As discussed in this space late last month, RAND political scientists Samuel Charap and Miranda Priebe warn that insisting on Russia’s “total surrender” in Ukraine—including giving up the Crimea and other territory it seized in 2014 and allowing Ukraine to join Western military alliances—is pushing Russian President Vladimir Putin into what he believes is as an existential contest.
The problem, they argue, is that short of Putin’s ouster it appears unlikely that Ukraine can achieve victory over Russia. And unless the West intervenes directly in the war alongside Ukraine, Russia won’t lose.

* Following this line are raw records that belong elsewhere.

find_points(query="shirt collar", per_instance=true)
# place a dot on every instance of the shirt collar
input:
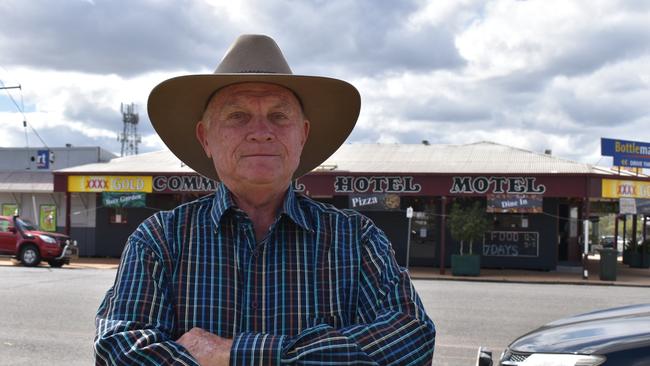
(291, 206)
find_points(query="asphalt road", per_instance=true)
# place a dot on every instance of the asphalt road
(47, 315)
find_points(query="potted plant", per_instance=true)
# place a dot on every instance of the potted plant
(628, 253)
(642, 259)
(467, 224)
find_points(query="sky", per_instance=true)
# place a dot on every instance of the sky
(533, 74)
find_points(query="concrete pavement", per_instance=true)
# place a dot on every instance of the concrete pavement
(625, 276)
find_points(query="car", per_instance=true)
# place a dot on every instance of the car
(21, 240)
(615, 336)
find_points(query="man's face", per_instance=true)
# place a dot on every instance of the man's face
(254, 133)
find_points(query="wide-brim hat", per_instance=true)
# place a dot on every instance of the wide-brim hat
(177, 104)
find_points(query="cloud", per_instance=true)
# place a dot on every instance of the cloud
(532, 74)
(110, 37)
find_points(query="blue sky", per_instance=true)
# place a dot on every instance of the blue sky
(537, 75)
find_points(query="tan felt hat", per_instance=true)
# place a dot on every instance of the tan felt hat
(177, 104)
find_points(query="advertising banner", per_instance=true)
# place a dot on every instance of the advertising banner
(514, 203)
(47, 218)
(374, 202)
(109, 183)
(627, 206)
(643, 206)
(626, 153)
(613, 188)
(111, 199)
(9, 209)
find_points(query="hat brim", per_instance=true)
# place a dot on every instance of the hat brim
(176, 105)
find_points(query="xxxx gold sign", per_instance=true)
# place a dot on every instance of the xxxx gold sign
(109, 183)
(625, 188)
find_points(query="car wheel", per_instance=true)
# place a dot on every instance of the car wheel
(30, 256)
(56, 264)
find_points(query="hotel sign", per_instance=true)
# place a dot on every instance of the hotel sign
(109, 183)
(376, 184)
(626, 153)
(496, 185)
(183, 183)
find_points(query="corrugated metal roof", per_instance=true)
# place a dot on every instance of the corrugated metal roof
(154, 162)
(21, 182)
(480, 157)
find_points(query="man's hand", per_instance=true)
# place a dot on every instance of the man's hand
(207, 348)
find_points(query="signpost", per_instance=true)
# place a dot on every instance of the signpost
(626, 153)
(409, 215)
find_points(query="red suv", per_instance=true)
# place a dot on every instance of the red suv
(21, 240)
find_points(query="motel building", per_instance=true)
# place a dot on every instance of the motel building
(538, 204)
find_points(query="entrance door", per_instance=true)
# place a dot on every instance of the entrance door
(563, 233)
(7, 238)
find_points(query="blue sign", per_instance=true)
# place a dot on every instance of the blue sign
(43, 159)
(626, 153)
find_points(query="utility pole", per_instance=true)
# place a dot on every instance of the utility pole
(129, 136)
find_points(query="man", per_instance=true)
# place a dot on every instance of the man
(255, 273)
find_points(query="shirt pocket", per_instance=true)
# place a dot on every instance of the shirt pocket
(333, 320)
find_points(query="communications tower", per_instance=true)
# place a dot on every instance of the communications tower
(129, 136)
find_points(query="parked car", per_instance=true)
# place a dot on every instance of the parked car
(22, 240)
(616, 336)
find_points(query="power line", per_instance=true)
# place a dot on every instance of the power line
(21, 109)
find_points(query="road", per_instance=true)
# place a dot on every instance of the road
(47, 315)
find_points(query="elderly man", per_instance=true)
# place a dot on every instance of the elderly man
(256, 273)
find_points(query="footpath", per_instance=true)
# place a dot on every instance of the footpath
(625, 276)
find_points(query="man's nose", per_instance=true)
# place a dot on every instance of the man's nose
(260, 129)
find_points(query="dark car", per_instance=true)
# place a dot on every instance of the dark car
(616, 336)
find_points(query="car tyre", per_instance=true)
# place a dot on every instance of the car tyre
(30, 256)
(56, 263)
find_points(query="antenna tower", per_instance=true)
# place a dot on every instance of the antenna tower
(129, 136)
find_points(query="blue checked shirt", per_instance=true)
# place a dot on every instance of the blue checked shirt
(322, 288)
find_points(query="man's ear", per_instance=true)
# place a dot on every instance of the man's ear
(306, 129)
(202, 135)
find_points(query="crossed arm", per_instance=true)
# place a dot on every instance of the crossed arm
(136, 320)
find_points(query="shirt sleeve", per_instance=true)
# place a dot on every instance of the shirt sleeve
(392, 326)
(134, 322)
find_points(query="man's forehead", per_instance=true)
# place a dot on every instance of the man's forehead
(237, 93)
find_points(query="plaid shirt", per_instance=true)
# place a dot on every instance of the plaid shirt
(322, 287)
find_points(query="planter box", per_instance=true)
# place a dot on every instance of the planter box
(465, 265)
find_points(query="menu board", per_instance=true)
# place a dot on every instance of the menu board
(511, 244)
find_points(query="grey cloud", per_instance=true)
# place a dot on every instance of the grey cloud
(601, 47)
(358, 37)
(120, 37)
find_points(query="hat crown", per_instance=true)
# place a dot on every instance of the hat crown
(256, 54)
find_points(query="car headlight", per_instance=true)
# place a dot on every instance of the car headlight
(547, 359)
(47, 239)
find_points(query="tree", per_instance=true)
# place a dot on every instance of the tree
(468, 223)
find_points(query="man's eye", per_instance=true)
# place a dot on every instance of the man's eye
(237, 116)
(278, 116)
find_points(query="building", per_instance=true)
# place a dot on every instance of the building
(539, 204)
(27, 187)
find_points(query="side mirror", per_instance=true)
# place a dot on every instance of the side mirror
(484, 357)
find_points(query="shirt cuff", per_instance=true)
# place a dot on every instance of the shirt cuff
(260, 348)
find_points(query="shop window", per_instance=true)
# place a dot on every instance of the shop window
(118, 215)
(510, 221)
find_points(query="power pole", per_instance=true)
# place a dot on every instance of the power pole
(129, 136)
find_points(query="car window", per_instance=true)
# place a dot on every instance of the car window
(4, 225)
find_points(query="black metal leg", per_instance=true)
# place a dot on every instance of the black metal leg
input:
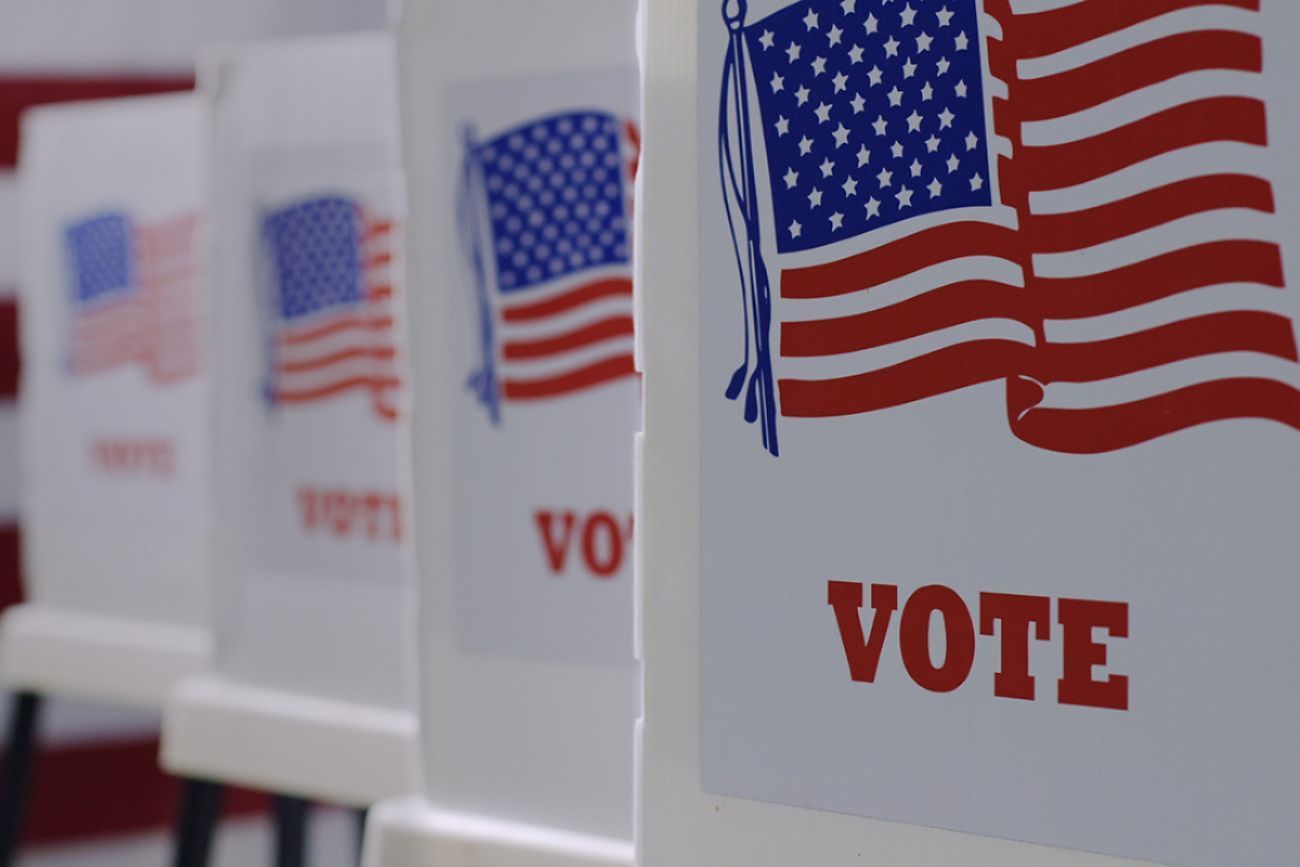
(196, 823)
(360, 832)
(20, 753)
(291, 831)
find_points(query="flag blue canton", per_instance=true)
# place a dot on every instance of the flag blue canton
(102, 251)
(872, 112)
(316, 250)
(555, 198)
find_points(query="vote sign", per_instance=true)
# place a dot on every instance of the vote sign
(1000, 417)
(545, 428)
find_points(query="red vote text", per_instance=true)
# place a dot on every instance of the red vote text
(597, 542)
(146, 458)
(343, 514)
(1079, 632)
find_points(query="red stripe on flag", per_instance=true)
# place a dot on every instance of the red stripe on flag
(1086, 432)
(1220, 118)
(575, 339)
(584, 377)
(376, 352)
(1231, 332)
(1130, 70)
(948, 369)
(1047, 33)
(1212, 264)
(936, 310)
(1079, 229)
(307, 395)
(572, 299)
(898, 259)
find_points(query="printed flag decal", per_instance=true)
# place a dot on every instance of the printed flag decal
(133, 295)
(544, 212)
(1083, 219)
(332, 277)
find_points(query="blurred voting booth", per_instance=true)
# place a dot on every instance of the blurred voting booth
(311, 688)
(971, 433)
(115, 485)
(115, 481)
(521, 138)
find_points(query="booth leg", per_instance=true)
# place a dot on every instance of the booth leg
(291, 831)
(20, 751)
(360, 832)
(200, 809)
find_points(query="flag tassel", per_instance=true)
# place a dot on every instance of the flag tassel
(482, 381)
(740, 183)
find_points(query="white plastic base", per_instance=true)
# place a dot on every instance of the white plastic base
(410, 832)
(290, 744)
(112, 659)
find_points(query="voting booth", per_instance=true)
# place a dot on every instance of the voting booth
(971, 434)
(311, 688)
(113, 421)
(521, 138)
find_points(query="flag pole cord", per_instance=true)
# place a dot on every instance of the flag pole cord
(740, 183)
(482, 382)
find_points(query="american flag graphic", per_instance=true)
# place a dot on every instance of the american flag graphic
(133, 295)
(545, 217)
(1087, 216)
(332, 303)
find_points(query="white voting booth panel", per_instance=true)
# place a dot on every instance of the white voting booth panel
(971, 441)
(521, 142)
(311, 690)
(113, 425)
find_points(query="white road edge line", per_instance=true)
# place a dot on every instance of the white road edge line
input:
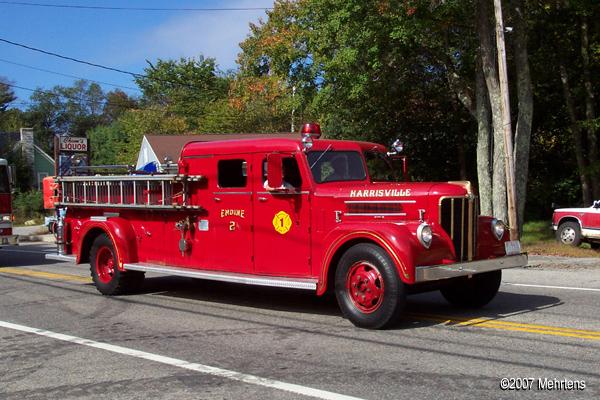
(551, 287)
(205, 369)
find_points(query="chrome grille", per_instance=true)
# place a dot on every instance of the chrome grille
(458, 217)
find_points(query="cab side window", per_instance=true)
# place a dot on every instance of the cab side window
(291, 171)
(232, 173)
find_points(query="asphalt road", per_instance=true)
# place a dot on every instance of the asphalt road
(188, 339)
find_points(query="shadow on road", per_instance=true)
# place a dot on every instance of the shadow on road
(297, 301)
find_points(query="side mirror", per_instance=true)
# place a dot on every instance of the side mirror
(274, 170)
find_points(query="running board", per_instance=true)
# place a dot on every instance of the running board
(260, 280)
(61, 257)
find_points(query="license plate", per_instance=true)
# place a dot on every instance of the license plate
(512, 247)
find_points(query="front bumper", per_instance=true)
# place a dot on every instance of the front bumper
(446, 271)
(9, 240)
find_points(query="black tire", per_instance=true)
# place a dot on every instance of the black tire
(107, 277)
(475, 292)
(367, 287)
(569, 233)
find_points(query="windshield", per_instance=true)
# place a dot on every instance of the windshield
(4, 186)
(336, 166)
(381, 168)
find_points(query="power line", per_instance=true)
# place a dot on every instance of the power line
(96, 103)
(121, 71)
(107, 8)
(67, 75)
(50, 53)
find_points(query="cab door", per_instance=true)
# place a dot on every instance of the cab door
(282, 241)
(230, 215)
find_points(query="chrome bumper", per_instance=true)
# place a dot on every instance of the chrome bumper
(9, 240)
(446, 271)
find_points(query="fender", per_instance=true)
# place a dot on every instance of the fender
(396, 240)
(119, 231)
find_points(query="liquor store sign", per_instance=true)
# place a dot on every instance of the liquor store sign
(73, 144)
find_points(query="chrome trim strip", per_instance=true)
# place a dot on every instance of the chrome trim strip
(282, 192)
(220, 193)
(380, 201)
(120, 178)
(291, 283)
(375, 214)
(446, 271)
(59, 257)
(118, 205)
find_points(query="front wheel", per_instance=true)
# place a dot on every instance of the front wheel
(475, 292)
(107, 277)
(569, 233)
(367, 287)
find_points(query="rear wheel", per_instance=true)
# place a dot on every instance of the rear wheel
(367, 287)
(107, 277)
(475, 292)
(569, 233)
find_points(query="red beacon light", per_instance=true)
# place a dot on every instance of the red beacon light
(312, 129)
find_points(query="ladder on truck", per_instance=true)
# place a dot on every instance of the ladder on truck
(168, 191)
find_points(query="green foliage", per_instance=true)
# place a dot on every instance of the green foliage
(372, 70)
(24, 173)
(65, 110)
(185, 87)
(117, 103)
(537, 231)
(119, 143)
(7, 95)
(28, 205)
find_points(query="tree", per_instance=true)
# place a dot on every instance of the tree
(7, 95)
(72, 111)
(185, 87)
(117, 103)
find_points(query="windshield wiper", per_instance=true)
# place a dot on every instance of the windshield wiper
(321, 156)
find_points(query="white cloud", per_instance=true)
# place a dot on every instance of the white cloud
(212, 34)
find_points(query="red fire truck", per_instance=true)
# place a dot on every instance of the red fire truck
(6, 216)
(304, 213)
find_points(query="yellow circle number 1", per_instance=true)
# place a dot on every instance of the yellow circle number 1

That leaves Putin free to bleed both countries—and the global economy—indefinitely.
Worse, he can escalate, either by deploying unconventional weapons in Ukraine or by using the West’s military aid as justification for expanding the war beyond Ukraine’s borders into the rest of Europe, touching off what is likely to culminate in full-scale nuclear conflict between Russia and NATO. They argue that Washington needs to be doing more to encourage a negotiated settlement between Kyiv and Moscow.
On Friday, the U.S. approved $400 million in new military aid to Ukraine. Unlike equipment in earlier packages, the latest weapons will be bought new from military contractors. The Pentagon had been giving Ukraine hand-me-downs from existing inventory but was getting nervous about its own stocks.